Dihadron fragmentation functions (DiFFs) detail the probability of a quark or gluon hadronizing into a pair of hadrons. Accurate knowledge of DiFFs is essential for interpreting dihadron production data obtained from high-energy collisions, as these functions mediate the final-state hadronization process. Extracting dipole moment signals, which can indicate contributions from new physics beyond the Standard Model, relies heavily on correctly accounting for the DiFFs; uncertainties in these functions directly translate into systematic uncertainties in the measured dipole moments. Current research focuses on both theoretical calculations and phenomenological extractions of DiFFs from experimental data, including studies of pion and kaon pairs, to improve the precision of these crucial components in dihadron analyses.
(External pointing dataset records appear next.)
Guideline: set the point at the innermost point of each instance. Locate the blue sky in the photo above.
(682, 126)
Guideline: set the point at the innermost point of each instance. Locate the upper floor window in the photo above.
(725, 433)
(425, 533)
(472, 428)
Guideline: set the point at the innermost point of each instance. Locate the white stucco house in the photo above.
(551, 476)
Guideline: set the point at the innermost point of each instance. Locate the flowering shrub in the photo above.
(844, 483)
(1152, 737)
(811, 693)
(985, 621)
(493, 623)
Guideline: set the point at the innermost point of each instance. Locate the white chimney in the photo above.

Transversity parton distribution functions (PDFs) describe the probability of finding a quark within a hadron with its spin polarized perpendicular to the hadron’s momentum. Unlike commonly measured longitudinal spin distributions, transversity is chiral-odd, leading to unique sensitivities in semi-inclusive deep inelastic scattering (SIDIS) and dihadron production. Accessing transversity requires measurements sensitive to this transverse spin component, often involving target or beam polarization. Maximizing sensitivity to new physics signals, such as beyond the Standard Model contributions, depends critically on accurately determining transversity PDFs and understanding their evolution with momentum transfer $Q$ . Current experimental efforts, like those at Jefferson Lab and future electron-ion colliders, are focused on constraining these PDFs through measurements of single transverse spin asymmetries and dihadron production in polarized collisions.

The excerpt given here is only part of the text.